Zoé Hernández
Hablar del estilo personal en la actualidad no es solo una cuestión estética: es también una discusión política. La forma en que vestimos, los códigos que adoptamos y los que rechazamos están profundamente ligados a relaciones de poder, consumo y representación. Desde el arte y la cultura, la ropa continúa siendo un espacio de disputa simbólica donde se define quiénes somos y cómo queremos ser vistos.
En el pasado, el estilo personal se construía como una narrativa individual influida por el contexto social, económico y cultural. Vestirse era una práctica cotidiana cargada de significado, similar al trazo de un pintor o a la voz de un poeta. Hoy, sin embargo, esa narrativa se enfrenta a un sistema global que tiende a uniformar. La industria de la moda rápida y la lógica algorítmica imponen ritmos, cuerpos y estéticas dominantes que dejan poco margen a la diferencia. En este sentido, la pérdida del estilo personal no es accidental: responde a un modelo económico que necesita consumidores previsibles más que sujetos creativos.

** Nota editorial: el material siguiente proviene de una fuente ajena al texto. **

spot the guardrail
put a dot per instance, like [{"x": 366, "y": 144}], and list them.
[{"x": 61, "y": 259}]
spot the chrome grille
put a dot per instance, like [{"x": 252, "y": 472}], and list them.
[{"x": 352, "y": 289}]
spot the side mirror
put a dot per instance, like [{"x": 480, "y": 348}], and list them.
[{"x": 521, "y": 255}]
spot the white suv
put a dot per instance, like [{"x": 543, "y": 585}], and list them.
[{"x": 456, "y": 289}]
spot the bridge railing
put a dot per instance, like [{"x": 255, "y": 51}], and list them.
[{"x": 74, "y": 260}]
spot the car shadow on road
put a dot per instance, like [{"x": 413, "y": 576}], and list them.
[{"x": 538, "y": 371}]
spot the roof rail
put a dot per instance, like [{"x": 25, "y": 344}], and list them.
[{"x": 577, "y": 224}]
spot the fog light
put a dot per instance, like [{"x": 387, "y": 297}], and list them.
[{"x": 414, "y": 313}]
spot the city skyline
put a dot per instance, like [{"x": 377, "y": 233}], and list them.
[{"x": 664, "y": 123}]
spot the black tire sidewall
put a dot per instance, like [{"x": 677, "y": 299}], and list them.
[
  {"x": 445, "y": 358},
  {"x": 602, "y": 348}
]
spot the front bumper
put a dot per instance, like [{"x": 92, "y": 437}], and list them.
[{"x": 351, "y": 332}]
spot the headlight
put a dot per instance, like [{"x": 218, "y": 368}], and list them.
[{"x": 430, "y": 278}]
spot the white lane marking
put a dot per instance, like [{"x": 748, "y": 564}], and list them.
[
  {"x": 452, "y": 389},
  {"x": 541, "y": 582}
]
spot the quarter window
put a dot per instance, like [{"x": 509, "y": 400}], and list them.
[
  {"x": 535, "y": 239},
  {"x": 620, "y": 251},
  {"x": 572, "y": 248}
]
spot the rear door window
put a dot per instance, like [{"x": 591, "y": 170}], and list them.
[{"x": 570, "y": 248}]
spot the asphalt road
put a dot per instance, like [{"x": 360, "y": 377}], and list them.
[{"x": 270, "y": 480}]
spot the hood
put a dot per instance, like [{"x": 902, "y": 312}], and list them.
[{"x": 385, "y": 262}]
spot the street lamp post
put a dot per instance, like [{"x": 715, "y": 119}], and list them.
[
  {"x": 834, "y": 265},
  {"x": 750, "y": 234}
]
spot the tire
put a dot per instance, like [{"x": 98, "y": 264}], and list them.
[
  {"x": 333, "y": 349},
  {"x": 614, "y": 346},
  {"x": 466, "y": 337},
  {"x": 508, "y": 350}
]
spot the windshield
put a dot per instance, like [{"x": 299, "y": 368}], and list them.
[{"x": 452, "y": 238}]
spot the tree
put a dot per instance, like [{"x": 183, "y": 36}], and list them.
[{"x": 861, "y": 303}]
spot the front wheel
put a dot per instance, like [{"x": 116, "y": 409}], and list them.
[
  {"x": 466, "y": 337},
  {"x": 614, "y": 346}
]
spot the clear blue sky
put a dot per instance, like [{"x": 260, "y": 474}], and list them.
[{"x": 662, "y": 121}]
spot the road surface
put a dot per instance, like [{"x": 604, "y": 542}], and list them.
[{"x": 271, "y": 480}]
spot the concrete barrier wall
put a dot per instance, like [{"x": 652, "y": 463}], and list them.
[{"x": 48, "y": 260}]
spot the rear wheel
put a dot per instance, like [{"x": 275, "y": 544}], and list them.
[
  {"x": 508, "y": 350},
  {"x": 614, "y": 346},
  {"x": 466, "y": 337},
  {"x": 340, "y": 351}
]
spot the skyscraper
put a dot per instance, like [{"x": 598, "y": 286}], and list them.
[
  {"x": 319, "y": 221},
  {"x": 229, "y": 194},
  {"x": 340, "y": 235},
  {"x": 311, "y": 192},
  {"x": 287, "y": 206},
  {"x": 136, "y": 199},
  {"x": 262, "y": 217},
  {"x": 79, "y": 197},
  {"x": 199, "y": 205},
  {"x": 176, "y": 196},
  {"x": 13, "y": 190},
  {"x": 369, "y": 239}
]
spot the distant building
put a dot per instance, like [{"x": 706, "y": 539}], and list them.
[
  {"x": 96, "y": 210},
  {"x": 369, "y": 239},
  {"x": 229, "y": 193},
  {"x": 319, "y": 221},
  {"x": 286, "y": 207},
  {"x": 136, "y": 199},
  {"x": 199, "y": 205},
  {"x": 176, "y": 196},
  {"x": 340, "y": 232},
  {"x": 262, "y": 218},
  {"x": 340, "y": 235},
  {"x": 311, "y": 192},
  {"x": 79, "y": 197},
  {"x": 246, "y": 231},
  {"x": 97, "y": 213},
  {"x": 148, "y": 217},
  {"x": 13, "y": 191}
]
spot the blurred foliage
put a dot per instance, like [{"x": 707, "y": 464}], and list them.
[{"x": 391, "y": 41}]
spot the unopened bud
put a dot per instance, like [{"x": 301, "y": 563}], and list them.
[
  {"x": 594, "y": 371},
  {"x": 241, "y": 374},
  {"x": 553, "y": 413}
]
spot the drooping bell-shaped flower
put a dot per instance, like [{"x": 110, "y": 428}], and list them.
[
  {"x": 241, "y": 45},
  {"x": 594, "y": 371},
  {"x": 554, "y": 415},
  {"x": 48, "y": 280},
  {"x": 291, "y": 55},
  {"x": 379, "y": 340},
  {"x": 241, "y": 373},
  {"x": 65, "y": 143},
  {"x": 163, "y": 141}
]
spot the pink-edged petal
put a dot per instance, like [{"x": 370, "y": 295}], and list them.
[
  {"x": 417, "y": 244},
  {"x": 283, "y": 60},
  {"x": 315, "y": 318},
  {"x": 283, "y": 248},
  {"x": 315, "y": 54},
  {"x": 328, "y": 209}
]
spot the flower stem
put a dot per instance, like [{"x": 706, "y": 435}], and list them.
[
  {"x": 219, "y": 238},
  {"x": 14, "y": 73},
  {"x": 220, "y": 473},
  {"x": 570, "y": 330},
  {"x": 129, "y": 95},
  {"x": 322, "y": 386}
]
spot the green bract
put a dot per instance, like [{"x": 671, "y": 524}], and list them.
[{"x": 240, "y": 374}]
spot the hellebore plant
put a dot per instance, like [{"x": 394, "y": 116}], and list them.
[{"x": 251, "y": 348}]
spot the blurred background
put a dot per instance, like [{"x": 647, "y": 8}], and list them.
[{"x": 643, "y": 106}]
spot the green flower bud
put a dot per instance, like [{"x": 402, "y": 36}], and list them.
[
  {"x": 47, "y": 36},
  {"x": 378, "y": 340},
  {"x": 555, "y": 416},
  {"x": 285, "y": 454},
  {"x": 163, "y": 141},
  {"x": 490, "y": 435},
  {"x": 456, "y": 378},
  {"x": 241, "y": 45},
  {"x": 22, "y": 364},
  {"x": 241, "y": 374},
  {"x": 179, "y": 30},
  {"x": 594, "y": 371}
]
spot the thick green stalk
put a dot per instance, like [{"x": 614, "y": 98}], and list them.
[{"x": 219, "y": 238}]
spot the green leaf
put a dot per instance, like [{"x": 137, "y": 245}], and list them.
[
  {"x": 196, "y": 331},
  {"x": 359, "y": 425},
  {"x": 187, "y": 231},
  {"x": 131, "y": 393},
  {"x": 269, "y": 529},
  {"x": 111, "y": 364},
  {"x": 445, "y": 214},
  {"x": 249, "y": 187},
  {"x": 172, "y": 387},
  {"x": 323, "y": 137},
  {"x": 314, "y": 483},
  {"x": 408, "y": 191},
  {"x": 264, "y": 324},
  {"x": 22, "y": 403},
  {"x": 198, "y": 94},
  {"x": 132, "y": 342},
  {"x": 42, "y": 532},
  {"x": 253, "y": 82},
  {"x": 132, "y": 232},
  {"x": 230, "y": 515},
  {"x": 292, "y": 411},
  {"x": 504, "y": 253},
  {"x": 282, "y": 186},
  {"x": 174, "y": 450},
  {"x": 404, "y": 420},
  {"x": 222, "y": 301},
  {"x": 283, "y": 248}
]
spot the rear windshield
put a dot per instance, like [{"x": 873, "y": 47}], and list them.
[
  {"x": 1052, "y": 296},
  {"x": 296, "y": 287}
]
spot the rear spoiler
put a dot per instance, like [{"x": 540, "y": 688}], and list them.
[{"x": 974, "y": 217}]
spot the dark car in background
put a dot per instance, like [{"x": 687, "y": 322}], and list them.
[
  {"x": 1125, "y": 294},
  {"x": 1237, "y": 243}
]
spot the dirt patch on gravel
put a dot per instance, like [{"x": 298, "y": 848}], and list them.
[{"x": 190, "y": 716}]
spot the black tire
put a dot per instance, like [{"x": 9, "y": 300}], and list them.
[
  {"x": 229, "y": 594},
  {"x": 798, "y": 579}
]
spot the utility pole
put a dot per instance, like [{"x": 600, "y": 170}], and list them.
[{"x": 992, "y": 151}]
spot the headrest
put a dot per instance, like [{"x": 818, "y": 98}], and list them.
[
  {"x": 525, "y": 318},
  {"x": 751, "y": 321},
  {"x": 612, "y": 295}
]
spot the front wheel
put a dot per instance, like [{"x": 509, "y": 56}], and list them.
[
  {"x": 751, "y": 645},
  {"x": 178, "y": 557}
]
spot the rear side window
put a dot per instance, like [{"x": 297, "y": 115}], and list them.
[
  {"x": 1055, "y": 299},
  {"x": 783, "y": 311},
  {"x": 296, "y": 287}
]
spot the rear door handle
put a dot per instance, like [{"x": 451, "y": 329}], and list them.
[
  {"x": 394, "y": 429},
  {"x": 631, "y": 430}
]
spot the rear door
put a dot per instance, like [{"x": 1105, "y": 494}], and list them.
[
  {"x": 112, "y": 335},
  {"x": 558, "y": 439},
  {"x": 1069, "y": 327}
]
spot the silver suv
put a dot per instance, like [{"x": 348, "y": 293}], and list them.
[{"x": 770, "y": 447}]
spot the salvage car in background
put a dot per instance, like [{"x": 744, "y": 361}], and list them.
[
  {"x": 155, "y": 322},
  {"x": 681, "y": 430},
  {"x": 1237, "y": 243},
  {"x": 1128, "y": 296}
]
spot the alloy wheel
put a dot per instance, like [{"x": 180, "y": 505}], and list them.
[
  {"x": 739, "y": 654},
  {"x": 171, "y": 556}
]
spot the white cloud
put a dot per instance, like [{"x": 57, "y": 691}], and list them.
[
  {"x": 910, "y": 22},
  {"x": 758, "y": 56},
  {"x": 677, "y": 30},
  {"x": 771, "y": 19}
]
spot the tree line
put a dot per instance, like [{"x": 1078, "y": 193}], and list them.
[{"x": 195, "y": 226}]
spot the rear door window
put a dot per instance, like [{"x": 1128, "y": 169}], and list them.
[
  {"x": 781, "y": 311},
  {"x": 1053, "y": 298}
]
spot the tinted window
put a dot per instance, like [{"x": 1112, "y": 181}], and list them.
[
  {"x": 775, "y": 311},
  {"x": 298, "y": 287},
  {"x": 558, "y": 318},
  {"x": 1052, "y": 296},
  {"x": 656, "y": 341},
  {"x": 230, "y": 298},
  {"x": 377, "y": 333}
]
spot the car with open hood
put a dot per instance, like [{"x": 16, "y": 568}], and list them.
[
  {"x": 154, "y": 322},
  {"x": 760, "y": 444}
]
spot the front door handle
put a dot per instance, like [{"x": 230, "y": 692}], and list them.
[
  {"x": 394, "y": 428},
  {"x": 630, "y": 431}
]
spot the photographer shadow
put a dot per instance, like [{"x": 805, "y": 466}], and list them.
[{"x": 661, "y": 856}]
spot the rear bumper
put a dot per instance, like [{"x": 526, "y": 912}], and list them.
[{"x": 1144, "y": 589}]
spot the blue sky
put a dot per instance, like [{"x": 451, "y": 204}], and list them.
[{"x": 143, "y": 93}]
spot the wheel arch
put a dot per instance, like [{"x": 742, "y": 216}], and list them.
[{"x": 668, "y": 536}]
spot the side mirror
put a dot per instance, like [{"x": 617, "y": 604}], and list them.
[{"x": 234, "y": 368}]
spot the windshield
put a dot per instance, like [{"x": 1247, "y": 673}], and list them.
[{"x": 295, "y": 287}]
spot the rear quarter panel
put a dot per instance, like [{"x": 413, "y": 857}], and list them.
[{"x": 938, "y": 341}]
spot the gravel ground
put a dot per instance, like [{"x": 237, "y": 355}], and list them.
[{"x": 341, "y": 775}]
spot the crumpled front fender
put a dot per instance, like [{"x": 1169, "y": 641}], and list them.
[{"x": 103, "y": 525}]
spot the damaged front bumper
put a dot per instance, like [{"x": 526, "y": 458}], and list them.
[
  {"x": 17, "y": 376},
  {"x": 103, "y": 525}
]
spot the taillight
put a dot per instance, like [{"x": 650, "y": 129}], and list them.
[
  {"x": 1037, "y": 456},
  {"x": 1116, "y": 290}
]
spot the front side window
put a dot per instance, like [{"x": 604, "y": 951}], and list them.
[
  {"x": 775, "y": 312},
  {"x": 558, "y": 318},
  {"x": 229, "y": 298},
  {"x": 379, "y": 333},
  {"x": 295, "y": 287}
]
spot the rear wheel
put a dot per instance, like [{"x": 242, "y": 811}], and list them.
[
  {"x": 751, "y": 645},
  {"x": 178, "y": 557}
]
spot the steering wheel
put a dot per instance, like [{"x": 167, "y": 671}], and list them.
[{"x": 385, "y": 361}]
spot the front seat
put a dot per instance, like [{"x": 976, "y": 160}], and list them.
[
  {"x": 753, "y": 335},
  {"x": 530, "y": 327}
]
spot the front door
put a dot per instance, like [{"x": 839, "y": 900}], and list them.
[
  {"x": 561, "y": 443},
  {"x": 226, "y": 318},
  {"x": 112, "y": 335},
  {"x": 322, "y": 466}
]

Aquí aparece la dimensión política del estilo. Elegir cómo vestirse puede convertirse en un acto de resistencia frente a la estandarización. Rechazar tendencias, reutilizar prendas, optar por lo artesanal o lo local es cuestionar un sistema que prioriza la velocidad y la ganancia sobre la identidad y el trabajo humano. Así como el arte político interpela al espectador, el estilo personal interpela al sistema que pretende dictar cómo debe verse un cuerpo “aceptable”.
Además, la ropa ha sido históricamente una herramienta de control social. Las normas de vestimenta han regulado géneros, clases y comportamientos. Hoy, cuando ciertos estilos son celebrados solo si encajan en los parámetros del mercado o del espectáculo digital, el estilo personal se vuelve un territorio de disputa cultural. Vestirse fuera de lo esperado desde la disidencia de género hasta la reivindicación de lo popular o lo ancestral es una forma de reclamar visibilidad y autonomía.
Desde esta perspectiva, el estilo personal no ha desaparecido, pero se ha politizado. Ya no se trata únicamente de “verse bien”, sino de tomar postura. Como en el arte contemporáneo, donde la obra dialoga con su contexto social, la manera de vestir dialoga con estructuras de poder, discursos dominantes y formas de exclusión. El estilo personal existe en la medida en que hay conciencia, memoria y decisión.
En un mundo saturado de imágenes y tendencias impuestas, mantener un estilo propio es un acto profundamente cultural y político. Es afirmar que el cuerpo no es solo un soporte de consumo, sino un espacio de expresión, de crítica y de libertad. Allí, entre la tela y el significado, el estilo personal sigue vivo.